Tolerance of PICC Line Versus Implanted Port for Adjuvant Chemotherapy in Early Breast Cancer

Early Stage Breast Carcinoma Clinical Trial

— EPIC  

Official title:

Phase II Randomised Study Comparing the Tolerance of PICC Line (Peripherally Inserted Central Catheter) and Implanted Port for Adjuvant Chemotherapy in HER2-negative Early Breast Cancer

Clinical Trial Details — Status: Active, not recruiting

Administrative data

• NCT number: NCT02095743
• Other study ID #: CHB 13-01
• Status: Active, not recruiting
• Phase: Phase 2
• Start date: April 2014
• Est. completion date: March 2019

Study information

• Verified date: July 2018
• Source: Centre Henri Becquerel
• Contact: n/a
• Is FDA regulated: No
• Study type: Interventional

Clinical Trial Summary

Adjuvant chemotherapy is frequently proposed to patients presenting early breast cancer, in case of high risk of recurrence (large tumors, node involvement, high grade…). Due to its toxicity toward veins, chemotherapy must be administered through a central venous device. Today, one can use either an implanted port or a PICC line (Peripherally Inserted Central Catheter). A PICC line is easier to implant and to explant, but has to be flushed every week and may impact daily life (no swimming, some clothes may not fit). On the other hand, a port is subcutaneous and lets patients lead a normal life, but its implant and explant require a cutaneous incision with possible complications (bleeding, pain, infection). For both venous devices, complications such as thrombosis or infection may happen. Published data comparing the two devices are heterogeneous and do not often distinguish patients treated for different diseases at various stages. Empirically in daily practice, for long term use (>6 months) a port is usually preferred, whereas for short-term treatments (<6 weeks) a PICC line is used. In the case of Her2 negative early breast cancer, adjuvant chemotherapy usually lasts 4 to 5 months. There is no scientific evidence for preferring one device to the other for these patients.

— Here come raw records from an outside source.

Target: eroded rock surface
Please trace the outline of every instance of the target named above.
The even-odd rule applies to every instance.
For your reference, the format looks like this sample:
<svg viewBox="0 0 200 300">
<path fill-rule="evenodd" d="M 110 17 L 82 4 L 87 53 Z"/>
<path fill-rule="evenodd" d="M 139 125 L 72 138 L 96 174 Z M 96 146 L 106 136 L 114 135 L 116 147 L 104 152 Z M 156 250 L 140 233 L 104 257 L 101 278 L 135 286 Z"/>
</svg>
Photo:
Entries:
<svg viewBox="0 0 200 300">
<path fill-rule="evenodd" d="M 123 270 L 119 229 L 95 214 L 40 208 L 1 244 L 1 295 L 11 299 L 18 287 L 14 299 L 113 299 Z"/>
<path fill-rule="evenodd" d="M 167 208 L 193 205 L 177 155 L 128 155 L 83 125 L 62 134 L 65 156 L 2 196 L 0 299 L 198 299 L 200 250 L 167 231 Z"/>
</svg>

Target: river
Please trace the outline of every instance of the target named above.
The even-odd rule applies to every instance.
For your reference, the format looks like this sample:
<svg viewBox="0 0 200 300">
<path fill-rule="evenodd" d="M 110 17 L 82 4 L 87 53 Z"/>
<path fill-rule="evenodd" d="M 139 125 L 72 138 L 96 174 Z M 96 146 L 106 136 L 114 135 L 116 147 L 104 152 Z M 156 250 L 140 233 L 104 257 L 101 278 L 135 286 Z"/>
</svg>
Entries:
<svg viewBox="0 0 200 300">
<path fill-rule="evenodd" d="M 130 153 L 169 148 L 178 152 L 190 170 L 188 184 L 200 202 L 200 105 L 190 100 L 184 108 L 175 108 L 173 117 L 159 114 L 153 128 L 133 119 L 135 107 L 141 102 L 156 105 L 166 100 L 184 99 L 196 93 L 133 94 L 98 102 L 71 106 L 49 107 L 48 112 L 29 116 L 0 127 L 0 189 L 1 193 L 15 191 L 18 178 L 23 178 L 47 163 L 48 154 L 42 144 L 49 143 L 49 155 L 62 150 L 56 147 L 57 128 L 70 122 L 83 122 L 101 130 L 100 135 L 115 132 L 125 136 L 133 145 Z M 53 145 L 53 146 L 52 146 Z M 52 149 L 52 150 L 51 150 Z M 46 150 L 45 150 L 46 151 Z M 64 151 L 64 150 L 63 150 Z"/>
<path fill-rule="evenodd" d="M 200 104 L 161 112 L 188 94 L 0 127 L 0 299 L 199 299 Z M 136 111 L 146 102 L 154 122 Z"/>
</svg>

The aim of this study is to prospectively compare the patients' satisfaction and tolerance of each of the two devices.

Description:

The intravenous device will be randomly attributed. The adjuvant chemotherapy regimen will be selected according the standards of the center ( 6 cycles of FEC100 or 3 cycles of FEC100 then 3 cycles of Taxotere (docetaxel). The patient will be followed as per center's standards and visits (prior, during and after every drug administration, then monthly for six months). All Adverse Events will be reported.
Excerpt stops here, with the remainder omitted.